Using an out of the box installation, DevTest uses its webreckey.ks file which has a set of certificates when HTTPS is used. In a virtual service, if the consumer and DevTest can agree to use one of these certs, the HTTPS traffic flows with no issues. Similarly, if a REST or Webservice step uses HTTPS to access an endpoint, DevTest presents the certificates from its webreckeys.ks file to the provider endpoint. If the provider is happy with the list of certs DevTest provides, the communications occur.
Similarly, SoapUI and web browsers do the same thing when using HTTPS. So long as the provider endpoint accepts the certs, everyone is happy. There is a bit of subtlety though. When computers are provisioned in a customer's environment, those computers can have custom certs pre-loaded as part of the setup. A browser, for example, can access those certs. But, DevTest does not know anything about their existence or location.
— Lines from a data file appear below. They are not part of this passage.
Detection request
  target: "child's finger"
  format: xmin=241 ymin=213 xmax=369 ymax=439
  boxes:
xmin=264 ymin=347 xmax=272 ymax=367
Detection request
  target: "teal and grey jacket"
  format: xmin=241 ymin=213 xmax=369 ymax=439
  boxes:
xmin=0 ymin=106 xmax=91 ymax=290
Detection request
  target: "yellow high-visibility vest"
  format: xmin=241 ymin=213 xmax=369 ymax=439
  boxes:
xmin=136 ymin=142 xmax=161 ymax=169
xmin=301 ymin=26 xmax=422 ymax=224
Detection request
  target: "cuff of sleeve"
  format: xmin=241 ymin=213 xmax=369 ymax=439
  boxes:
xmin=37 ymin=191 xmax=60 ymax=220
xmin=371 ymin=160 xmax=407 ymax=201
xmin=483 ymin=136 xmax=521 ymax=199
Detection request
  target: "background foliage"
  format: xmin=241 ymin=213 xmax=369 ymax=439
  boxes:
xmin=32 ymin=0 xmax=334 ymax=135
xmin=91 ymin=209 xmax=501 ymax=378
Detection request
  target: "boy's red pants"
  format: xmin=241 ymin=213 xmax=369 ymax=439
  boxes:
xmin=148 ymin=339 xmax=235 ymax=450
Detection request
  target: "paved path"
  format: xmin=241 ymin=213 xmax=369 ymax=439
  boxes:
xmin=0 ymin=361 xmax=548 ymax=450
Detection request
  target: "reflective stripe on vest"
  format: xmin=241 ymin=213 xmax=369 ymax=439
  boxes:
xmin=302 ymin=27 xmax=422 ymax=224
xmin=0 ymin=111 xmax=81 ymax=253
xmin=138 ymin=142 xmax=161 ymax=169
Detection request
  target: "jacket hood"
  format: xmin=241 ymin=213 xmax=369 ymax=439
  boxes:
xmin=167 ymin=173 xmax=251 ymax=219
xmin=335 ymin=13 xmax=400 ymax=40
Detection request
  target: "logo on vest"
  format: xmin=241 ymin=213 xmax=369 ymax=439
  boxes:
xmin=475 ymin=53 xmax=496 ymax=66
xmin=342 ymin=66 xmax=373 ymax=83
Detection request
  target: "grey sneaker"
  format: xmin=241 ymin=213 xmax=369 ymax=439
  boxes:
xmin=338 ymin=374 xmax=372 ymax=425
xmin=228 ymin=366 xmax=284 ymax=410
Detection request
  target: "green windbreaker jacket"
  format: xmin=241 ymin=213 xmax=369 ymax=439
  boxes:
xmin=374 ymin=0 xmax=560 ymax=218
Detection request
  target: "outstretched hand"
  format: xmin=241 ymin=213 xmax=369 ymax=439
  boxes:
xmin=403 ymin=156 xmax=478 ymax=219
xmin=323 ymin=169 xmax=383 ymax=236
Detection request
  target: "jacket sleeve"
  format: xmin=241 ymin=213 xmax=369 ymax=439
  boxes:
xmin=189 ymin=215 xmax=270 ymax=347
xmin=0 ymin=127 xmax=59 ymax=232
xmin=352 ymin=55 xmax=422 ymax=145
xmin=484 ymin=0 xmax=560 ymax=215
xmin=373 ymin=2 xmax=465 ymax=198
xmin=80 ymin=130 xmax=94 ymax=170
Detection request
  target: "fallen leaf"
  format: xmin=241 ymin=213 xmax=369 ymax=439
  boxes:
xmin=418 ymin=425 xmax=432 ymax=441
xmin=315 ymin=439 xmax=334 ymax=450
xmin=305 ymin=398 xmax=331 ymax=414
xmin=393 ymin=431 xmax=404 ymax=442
Some customers prefer to use their own set of custom certificates. In these cases, when DevTest presents its defualt (webreckeys) list of certificates, the expected custom certificate is not in the list. When the provider application does recognize the custom cert, it 'shuts down' the communications.
Some customers take the above a step further and require that a trust store exists on both servers so the servers trust and agree they are who they say they are. This is a truststore not a keystore.
The original post indicates a network team sent a custom JKS cert file. Naturally, I was expecting that the customer had a custom certificate that must be exchanged between the client and server in order for HTTPS to work. This is the reason for all the setup related to the custom JKS.
If this custom JKS actually contains other certificates that are in DevTest's webreckeys.ks then HTTPS works whether the custom JKS file is used or not. We would have no way of knowing what is in the custom JKS file without opening it and examining the expected set of certs.
Since you know the password to the custom JKS, download portecle (https://sourceforge.net/projects/portecle/ ), open the certs file and examine it. Do the same to the webreckeys.ks file. Perhaps, one of the certs in webreckeys is valid in the custom JKS.
Thanks joel for Beautifully Aligning this . My custom JKS is contains multiple certs but not the one in webreckeys.ks. In that case i need to tell my client about specific certificates .
Are you aware what certs are contained in webreckeys.ks because we don't have rights to use portecle
Try adding the following directive to your Workstation vmoptions file. You could do the same in VirtualServiceEnvironment.vmoptions or VirtualServiceEnvironmentService.vmoptions file <-- depending on which manner you are starting the VSE.
1) Stop the Workstation
2) Add the directive to Workstation.vmoptions
3) Delete c:\Users\<yourUserID>\lisatmp.x.x.x\Workstation.log
3) Start the Workstation
4) Review the .log file. The OOTB cert chain displays at the top of the log when process starts.
This will give you an idea of the contents.
If you create a test case as HTTPS and send a sample transaction OR if you enable SSL debug in VSE, the log will show the SSL handshake for the incoming HTTPS request.